The presence of the virus in the body, experts say, is an indication of the potential contraction of either bird flu or A/H1N1 flu. "Most of the cases presented mild symptoms. They have been treated and discharged, save for only four who are detained at a local health institution," Dr Gwinji said.
He said the samples would be sent to either South Africa or Zambia to determine whether or not A/H1N1 flu or bird flu viruses were present.
"The South African laboratory is now inundated with its own cases as well as samples from other countries in the region, so we are now considering Zambia, whose laboratories are also World Health Organization pre-qualified to run the tests," Dr Gwinji said.
He said the country was in the process of capacitating the government laboratory at the University of Zimbabwe to be able to identify the AH1N1 virus though the process required a lot of financial resources.
He said the source of the potential outbreak could not be easily established.
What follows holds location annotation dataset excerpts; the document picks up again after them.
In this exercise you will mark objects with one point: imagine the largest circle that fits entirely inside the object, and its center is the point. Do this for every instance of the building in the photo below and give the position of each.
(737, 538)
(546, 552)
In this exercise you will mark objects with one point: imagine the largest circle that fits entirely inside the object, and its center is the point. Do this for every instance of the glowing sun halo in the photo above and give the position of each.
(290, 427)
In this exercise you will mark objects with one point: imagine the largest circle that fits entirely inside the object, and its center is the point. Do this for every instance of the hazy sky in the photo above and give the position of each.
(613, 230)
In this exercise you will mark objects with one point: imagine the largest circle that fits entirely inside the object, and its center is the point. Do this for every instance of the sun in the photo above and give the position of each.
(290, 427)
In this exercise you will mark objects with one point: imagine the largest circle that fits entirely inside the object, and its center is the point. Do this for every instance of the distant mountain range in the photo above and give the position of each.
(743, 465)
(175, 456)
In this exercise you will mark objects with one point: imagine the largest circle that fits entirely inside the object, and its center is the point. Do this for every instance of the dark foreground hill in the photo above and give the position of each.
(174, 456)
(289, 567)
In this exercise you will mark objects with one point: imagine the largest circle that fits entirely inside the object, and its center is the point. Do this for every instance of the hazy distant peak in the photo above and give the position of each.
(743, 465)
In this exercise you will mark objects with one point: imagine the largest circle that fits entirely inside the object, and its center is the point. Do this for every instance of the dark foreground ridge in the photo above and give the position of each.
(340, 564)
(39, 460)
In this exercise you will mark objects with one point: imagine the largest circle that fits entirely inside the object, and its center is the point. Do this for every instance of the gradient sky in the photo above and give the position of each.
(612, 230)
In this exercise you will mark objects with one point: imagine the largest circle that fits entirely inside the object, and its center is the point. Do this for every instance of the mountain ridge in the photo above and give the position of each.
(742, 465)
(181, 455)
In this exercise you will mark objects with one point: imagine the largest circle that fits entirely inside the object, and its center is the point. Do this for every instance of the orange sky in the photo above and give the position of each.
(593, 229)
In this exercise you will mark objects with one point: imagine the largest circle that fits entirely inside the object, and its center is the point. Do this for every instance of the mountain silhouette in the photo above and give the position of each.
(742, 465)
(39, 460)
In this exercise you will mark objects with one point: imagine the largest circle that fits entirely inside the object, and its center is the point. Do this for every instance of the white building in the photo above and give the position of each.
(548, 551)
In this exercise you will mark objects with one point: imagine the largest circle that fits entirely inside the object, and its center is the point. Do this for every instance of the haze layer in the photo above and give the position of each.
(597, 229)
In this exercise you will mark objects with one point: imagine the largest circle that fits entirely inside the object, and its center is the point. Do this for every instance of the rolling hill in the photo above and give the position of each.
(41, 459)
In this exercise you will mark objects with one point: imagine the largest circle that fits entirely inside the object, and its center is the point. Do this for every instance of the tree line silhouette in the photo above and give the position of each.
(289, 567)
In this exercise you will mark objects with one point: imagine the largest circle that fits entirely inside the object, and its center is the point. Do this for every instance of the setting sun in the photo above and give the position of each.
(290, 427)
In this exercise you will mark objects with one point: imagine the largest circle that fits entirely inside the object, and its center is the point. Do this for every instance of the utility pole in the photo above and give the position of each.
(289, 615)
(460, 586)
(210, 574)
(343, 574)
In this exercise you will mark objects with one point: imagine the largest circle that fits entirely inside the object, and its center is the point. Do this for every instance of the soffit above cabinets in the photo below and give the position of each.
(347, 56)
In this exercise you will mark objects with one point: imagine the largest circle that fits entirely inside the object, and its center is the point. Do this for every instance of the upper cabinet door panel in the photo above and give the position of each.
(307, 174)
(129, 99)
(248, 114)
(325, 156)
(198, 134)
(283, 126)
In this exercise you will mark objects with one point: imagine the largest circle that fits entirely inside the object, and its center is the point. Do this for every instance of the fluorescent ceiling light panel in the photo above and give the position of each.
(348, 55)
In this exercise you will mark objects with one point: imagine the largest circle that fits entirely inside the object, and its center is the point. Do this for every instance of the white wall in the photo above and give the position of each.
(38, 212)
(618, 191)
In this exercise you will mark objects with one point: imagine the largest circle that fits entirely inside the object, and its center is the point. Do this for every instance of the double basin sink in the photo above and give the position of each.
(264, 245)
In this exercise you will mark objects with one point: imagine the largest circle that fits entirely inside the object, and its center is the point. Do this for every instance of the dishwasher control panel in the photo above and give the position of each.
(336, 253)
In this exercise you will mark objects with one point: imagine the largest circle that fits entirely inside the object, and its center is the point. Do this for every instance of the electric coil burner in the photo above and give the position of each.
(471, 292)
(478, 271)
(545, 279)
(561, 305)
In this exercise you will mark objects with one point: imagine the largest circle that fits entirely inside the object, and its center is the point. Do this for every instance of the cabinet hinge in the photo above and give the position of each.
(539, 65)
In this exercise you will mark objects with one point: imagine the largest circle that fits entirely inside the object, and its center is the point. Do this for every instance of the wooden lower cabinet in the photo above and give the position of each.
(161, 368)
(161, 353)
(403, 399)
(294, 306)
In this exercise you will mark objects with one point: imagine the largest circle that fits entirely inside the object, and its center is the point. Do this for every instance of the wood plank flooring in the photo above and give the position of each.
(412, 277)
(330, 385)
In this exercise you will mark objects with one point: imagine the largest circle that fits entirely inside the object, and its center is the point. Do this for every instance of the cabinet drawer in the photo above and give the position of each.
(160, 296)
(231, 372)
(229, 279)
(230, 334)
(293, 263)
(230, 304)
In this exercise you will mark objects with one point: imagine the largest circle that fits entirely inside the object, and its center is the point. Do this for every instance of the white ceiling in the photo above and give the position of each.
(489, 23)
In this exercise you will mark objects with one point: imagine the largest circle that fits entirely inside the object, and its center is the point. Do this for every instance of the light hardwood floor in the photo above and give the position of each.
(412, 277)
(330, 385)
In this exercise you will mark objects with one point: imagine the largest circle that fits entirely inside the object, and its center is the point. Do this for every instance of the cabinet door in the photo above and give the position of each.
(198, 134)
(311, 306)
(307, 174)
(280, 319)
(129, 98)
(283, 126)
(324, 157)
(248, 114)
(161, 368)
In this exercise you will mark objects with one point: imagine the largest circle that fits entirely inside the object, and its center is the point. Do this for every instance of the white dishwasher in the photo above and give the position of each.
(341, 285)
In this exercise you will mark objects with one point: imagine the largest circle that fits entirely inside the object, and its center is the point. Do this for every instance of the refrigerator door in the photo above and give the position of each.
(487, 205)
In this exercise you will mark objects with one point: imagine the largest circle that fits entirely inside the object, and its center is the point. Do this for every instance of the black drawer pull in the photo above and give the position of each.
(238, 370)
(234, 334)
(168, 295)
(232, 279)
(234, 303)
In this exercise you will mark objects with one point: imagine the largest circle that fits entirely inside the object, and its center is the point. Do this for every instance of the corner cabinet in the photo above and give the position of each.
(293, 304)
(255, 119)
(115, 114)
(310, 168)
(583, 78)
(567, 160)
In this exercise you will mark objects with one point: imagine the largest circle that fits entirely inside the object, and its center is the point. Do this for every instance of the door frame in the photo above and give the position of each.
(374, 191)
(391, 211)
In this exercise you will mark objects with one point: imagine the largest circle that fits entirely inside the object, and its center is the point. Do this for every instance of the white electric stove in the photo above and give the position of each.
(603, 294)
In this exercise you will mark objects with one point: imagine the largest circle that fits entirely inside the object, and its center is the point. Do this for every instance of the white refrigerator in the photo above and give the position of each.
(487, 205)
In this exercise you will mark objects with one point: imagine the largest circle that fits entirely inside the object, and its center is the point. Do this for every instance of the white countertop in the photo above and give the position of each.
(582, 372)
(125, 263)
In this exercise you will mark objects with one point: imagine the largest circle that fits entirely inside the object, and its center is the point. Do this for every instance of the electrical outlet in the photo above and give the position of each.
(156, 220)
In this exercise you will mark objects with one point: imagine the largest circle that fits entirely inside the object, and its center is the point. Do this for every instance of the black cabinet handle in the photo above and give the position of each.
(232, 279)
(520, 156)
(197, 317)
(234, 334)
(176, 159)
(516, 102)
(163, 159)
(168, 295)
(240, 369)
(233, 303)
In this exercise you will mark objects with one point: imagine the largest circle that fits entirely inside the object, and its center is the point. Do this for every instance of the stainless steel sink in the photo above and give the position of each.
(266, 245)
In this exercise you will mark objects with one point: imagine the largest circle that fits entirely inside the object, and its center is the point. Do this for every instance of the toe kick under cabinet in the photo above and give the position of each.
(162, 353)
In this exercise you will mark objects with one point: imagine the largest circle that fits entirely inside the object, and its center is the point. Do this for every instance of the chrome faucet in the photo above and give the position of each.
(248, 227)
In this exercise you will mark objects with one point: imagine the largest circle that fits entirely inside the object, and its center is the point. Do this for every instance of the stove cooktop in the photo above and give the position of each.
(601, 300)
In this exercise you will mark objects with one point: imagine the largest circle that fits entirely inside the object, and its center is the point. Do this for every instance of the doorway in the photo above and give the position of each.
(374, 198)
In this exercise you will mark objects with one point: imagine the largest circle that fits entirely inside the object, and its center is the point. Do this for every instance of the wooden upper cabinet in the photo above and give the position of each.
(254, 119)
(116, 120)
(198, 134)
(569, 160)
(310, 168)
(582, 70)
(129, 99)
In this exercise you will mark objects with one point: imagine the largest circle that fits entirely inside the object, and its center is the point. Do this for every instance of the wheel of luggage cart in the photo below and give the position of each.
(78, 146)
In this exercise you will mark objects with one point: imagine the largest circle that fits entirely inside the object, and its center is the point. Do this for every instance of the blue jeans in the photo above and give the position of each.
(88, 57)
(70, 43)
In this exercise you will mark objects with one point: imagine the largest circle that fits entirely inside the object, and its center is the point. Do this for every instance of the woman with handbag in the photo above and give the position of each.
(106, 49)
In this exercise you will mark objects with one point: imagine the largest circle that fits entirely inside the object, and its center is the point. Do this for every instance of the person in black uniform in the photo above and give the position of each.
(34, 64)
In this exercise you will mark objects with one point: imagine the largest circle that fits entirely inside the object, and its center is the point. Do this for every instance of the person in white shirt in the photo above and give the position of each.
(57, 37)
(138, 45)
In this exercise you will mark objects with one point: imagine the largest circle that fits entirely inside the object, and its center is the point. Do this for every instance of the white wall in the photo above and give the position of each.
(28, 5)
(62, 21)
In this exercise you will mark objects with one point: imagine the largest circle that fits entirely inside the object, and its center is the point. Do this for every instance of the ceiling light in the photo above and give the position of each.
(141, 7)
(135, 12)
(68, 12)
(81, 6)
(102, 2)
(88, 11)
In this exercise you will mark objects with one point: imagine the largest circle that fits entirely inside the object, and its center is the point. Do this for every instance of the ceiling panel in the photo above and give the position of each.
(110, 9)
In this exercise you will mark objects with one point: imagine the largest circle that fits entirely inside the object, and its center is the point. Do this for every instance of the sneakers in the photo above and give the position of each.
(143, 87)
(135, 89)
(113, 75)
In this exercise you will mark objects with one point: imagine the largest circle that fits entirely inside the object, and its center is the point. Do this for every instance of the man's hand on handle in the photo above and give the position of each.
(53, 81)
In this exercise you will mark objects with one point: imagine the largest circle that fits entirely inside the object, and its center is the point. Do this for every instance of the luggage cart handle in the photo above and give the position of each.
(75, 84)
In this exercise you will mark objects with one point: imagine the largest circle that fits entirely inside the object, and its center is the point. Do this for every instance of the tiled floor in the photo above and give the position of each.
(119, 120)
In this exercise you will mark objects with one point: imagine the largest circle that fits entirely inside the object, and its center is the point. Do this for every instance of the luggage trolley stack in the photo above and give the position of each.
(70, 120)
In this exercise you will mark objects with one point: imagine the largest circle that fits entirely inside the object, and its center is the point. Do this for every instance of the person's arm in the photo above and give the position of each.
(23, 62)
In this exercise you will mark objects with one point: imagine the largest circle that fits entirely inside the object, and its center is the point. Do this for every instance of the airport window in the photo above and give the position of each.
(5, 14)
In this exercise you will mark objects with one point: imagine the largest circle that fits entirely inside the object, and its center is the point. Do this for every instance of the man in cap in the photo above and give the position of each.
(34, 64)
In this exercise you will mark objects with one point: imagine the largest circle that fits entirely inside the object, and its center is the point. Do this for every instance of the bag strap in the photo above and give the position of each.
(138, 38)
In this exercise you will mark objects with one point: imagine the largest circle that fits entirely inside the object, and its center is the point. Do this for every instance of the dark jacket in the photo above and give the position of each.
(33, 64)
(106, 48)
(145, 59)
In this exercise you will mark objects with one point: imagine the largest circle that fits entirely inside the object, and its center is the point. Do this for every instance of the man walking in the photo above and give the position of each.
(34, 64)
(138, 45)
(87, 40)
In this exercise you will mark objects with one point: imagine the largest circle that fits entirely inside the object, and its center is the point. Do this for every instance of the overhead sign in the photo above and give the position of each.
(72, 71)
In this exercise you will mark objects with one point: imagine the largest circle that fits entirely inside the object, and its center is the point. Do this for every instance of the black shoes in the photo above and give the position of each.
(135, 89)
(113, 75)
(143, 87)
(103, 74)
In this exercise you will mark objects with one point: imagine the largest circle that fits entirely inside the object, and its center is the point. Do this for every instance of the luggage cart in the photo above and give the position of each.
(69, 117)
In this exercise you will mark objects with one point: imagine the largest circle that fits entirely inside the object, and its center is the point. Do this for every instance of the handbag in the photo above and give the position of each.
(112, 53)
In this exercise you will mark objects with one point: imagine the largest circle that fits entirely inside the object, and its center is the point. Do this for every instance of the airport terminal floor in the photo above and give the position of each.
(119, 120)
The government, he said, was capacitating private institutions with relevant equipment and drugs for quicker response in the event of an outbreak.
Private health institutions such as Avenues Clinic, St Anne's, West End and South Medical hospitals have all received supplies from the government to assist patients who have signs of the virus.
"We have tried to make available some drugs to pharmacies, but their representatives have not yet provided us with names of outlets convenient for members of the public," Dr Gwinji said.
Asked if there was a possibility that other cases might have slipped government's monitoring, Dr Gwinji said this could have happened because some people could go and get treated at private health institutions.
Commenting on a A/H1N1 flu vaccine currently on trial in Australia and the United States, he said Zimbabwe might have access to the vaccine through assistance from the World Health Organization.
"Although the vaccine is still under trials, some wealthy countries such as Japan have already made pre-payments. When the vaccine is finally approved and made available to countries, obviously they will get first priority. However, WHO usually makes payments for huge quantities, which they donate to affected countries if need be, and that is where we stand to benefit," Dr Gwinji said.
The vaccine has between a 75 and 95 percent chance of protecting people from contracting A/H1N1 flu.